After graduation in 1971, Morris hit the road to buy regional fishing lures. The bass fisherman knew his market. He talked to customers and traveled to tournaments to see which lures the winners used. His Bass Pro Shops took off with word of mouth. People began calling to buy by phone, so he started a catalogue company that eventually gained a reputation as being the bass fisherman's bible.
Within a decade Morris was also selling exclusive products to independent sporting goods stores, had expanded into boat building and sales, and was designing his first showroom: Outdoor World.
Intended as a place where customers could handle the merchandise, Outdoor World morphed into a 300,000-square-foot superstore, a Disneyland for outdoorsmen. In addition to fishing gear, Outdoor World offered all sorts of sporting equipment, as well as boats, cutlery, wildlife art and gifts. With a four-story waterfall, indoor cabin, gun and archery ranges, taxidermy shop, and even a trout stream meandering through it, the Springfield store became the largest tourist attraction in the state. Revenue for Bass Pro Shops, which remains publicly held, was estimated at $2.6 billion by Forbes in 2006, the most recent year figures were available.
Today, the catalog and Internet business is still going strong and there are 52 Bass Pro Shops in the United States and Canada. Not bad for an enterprise that began with 8 feet of shelf space in a liquor store.Delivering Success
Like every other college kid, John Schnatter loved pizza.
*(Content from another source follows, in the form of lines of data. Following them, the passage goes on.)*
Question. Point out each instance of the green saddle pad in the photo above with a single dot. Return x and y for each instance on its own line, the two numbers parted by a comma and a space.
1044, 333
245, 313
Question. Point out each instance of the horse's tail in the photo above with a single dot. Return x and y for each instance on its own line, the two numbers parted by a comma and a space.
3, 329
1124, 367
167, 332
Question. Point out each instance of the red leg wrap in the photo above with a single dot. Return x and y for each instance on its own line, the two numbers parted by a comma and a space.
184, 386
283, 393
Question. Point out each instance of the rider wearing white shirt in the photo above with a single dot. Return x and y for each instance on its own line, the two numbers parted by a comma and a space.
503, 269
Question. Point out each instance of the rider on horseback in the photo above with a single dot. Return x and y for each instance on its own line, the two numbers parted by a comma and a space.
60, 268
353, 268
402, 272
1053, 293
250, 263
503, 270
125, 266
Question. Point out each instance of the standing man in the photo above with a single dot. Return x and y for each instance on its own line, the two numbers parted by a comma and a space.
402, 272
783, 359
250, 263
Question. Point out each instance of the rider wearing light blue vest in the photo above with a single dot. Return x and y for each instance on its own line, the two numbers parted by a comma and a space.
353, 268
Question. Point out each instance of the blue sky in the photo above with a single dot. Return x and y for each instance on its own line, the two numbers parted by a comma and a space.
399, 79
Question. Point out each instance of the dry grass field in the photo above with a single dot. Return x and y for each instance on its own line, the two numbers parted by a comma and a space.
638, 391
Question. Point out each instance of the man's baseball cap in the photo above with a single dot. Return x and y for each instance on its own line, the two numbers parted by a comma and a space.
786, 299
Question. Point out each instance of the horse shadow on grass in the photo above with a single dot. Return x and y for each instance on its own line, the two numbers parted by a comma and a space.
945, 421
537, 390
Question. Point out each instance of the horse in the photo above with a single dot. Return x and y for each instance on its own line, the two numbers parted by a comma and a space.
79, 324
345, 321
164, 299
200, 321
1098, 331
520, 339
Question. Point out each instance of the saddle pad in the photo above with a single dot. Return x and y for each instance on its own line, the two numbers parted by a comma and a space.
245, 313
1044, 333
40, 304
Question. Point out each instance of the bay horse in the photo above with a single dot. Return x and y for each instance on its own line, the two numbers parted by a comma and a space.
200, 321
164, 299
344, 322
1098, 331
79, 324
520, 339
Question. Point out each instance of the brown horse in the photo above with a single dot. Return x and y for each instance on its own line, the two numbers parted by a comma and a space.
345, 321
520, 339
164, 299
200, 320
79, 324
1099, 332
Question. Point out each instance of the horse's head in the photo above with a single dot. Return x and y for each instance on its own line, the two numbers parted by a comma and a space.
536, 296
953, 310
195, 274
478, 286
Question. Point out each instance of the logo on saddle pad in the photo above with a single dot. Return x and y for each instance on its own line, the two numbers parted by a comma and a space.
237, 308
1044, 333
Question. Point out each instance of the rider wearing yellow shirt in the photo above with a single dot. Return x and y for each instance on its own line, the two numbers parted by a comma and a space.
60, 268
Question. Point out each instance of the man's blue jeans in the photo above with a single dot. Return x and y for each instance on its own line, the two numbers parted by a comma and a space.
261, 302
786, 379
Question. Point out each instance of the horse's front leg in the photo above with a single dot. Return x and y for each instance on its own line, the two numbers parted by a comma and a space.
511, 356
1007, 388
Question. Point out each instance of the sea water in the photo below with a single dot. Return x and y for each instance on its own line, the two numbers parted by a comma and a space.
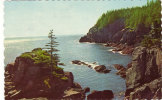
71, 49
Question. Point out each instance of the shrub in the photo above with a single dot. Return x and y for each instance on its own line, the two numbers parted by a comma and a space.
64, 78
133, 16
46, 82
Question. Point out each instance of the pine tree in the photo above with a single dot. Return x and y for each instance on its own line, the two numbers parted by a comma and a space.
52, 50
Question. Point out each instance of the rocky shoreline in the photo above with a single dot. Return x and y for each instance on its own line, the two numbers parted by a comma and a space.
25, 79
97, 68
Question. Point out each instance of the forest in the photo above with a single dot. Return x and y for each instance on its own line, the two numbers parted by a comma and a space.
145, 15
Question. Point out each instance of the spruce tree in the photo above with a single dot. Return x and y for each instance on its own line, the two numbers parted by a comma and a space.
52, 50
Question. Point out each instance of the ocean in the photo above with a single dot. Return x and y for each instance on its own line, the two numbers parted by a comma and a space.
71, 49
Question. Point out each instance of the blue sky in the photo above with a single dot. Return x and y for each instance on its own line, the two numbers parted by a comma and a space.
36, 18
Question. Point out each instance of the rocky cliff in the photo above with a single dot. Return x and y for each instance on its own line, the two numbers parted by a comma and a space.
26, 78
115, 33
143, 78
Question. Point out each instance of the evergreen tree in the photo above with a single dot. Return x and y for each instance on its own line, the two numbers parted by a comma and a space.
52, 50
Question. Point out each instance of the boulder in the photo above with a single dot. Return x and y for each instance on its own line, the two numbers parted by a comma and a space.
72, 94
86, 89
78, 62
100, 95
102, 69
121, 70
143, 77
106, 71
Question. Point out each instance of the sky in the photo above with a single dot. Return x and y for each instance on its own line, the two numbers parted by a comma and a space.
69, 17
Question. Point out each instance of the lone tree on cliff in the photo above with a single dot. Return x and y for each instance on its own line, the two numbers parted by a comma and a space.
52, 50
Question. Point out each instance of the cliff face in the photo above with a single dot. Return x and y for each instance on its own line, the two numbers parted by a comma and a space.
143, 78
26, 79
115, 33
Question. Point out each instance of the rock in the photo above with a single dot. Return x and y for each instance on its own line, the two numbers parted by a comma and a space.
76, 85
106, 71
78, 62
121, 70
70, 77
61, 64
143, 78
84, 39
27, 79
100, 68
86, 89
73, 94
101, 95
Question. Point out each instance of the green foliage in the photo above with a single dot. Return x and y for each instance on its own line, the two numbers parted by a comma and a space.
153, 38
46, 82
133, 16
50, 47
38, 55
64, 78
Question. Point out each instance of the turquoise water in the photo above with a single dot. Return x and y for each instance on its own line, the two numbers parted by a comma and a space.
71, 49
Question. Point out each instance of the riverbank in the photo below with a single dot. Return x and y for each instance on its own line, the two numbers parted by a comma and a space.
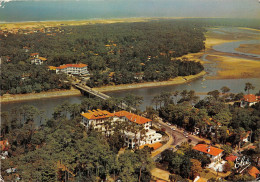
43, 95
230, 66
74, 92
234, 68
174, 81
41, 24
249, 48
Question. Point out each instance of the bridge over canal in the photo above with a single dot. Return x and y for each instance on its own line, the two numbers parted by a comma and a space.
84, 89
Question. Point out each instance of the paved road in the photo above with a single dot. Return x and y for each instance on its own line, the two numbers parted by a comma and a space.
176, 137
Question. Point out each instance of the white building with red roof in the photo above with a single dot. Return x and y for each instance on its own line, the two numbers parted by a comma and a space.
249, 100
213, 153
73, 69
36, 59
137, 130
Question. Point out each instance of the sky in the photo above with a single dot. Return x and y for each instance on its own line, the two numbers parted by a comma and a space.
155, 8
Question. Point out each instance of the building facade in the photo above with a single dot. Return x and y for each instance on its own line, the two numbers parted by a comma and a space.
213, 153
36, 59
136, 129
73, 69
249, 100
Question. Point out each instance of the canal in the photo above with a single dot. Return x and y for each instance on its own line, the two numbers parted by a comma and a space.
201, 85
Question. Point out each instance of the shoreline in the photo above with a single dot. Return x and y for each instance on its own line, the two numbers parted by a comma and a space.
8, 98
175, 81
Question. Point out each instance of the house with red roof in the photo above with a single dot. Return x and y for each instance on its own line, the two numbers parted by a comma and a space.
231, 158
249, 100
137, 130
213, 153
73, 69
4, 145
254, 172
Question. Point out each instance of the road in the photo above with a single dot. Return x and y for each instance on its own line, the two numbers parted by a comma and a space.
176, 137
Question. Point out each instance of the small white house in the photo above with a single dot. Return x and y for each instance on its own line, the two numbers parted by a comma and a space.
73, 69
213, 153
103, 121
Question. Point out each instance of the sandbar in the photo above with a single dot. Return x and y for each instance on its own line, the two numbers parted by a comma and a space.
249, 48
234, 68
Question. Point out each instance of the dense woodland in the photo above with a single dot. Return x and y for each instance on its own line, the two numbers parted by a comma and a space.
185, 110
61, 149
132, 52
89, 156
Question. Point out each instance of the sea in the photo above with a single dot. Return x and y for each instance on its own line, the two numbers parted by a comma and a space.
52, 10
But his interest ran deeper than most. From high school on he worked in pizza restaurants, starting as a dishwasher at a family-owned place in his hometown of Jeffersonville, Ind. As a student at Ball State University, he worked at a local Greek's Pizza and almost quit school to buy his own franchise.
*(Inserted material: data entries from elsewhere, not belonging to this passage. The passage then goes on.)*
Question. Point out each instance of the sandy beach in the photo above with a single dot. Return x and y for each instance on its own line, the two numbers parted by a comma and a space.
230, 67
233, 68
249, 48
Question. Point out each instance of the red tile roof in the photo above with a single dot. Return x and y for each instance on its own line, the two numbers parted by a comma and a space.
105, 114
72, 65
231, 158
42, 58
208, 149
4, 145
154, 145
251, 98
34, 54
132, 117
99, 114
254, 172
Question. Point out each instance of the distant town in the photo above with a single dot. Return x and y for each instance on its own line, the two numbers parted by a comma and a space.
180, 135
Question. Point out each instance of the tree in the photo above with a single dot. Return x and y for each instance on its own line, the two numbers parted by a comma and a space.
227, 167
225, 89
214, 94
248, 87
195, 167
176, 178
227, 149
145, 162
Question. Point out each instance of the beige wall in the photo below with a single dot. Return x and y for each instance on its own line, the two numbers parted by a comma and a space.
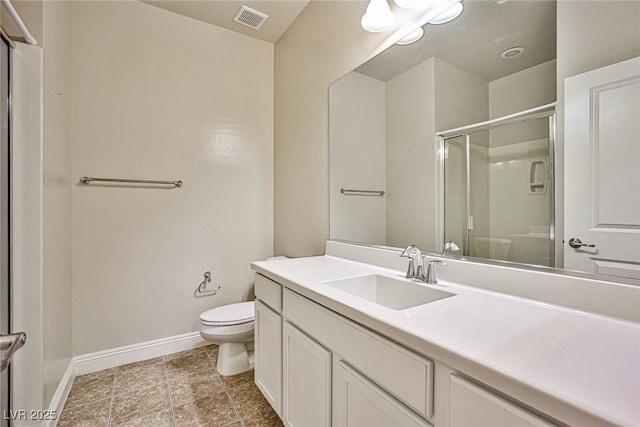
357, 158
160, 96
324, 43
411, 178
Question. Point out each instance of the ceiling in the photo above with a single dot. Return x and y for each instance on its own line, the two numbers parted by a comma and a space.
281, 13
475, 40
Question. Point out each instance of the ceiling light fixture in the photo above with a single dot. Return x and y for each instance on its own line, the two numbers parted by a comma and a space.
409, 4
412, 37
378, 16
512, 52
448, 15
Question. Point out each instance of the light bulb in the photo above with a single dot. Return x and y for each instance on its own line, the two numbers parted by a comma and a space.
378, 16
409, 4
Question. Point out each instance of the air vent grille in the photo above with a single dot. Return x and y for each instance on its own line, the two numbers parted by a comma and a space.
250, 17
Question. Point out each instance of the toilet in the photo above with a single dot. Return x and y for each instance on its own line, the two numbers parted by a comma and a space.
231, 327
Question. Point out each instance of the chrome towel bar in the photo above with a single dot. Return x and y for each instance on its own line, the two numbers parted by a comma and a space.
348, 192
88, 180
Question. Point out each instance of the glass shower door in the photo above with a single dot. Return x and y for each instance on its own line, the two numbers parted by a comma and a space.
498, 191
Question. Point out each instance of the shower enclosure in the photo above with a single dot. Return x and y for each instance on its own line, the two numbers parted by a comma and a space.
498, 188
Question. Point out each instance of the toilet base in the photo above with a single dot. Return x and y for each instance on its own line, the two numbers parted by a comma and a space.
234, 358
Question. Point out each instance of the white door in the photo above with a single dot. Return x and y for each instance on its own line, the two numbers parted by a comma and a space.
602, 170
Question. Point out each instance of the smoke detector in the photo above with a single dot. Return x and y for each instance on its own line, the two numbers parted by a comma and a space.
250, 17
Instead, he waited and began dreaming of his own national pizza franchise. Another student who lived in his dorm helped him with the name: Papa John's.
And, after earning his business degree, Schnatter started business in 1984 on his own terms; selling his prized, 1972 Z28 Camaro to buy $1,600 worth of used restaurant equipment, and serving pizzas out of a renovated broom closet in the back of Mick's Lounge, co-owned by his father in his hometown. The bar patrons were brutally honest about what they liked and didn't like, and Schnatter took advantage of the feedback.
When a retail space opened next door to the bar, he opened his own restaurant. "We built a sit-down restaurant, but the people wanted the pizza delivered," he told an interviewer. "The customer kind of told us that was the way we needed to go; we just listened to the customer."
In his heart, Schnatter knew pizza delivery was the way to go, too. In the next 15 years, Papa John's saw tremendous growth, becoming the third-largest pizza chain in the country. Benchmarks came in 1993 with the 300th store and an initial public stock offering netting $18 million. The following year, the Louisville, Ky.-based chain opened its 400th restaurant and made its second public offering, with $22.4 million in proceeds.
Today, there are more than 3,000 Papa John's with $1 billion in sales in 2007. Even Schnatter says he didn't see it getting quite so big—as he sold pizza out of that broom closet at Mick's Lounge, he imagined maybe 100 stores. Today he thinks, why not 5,000?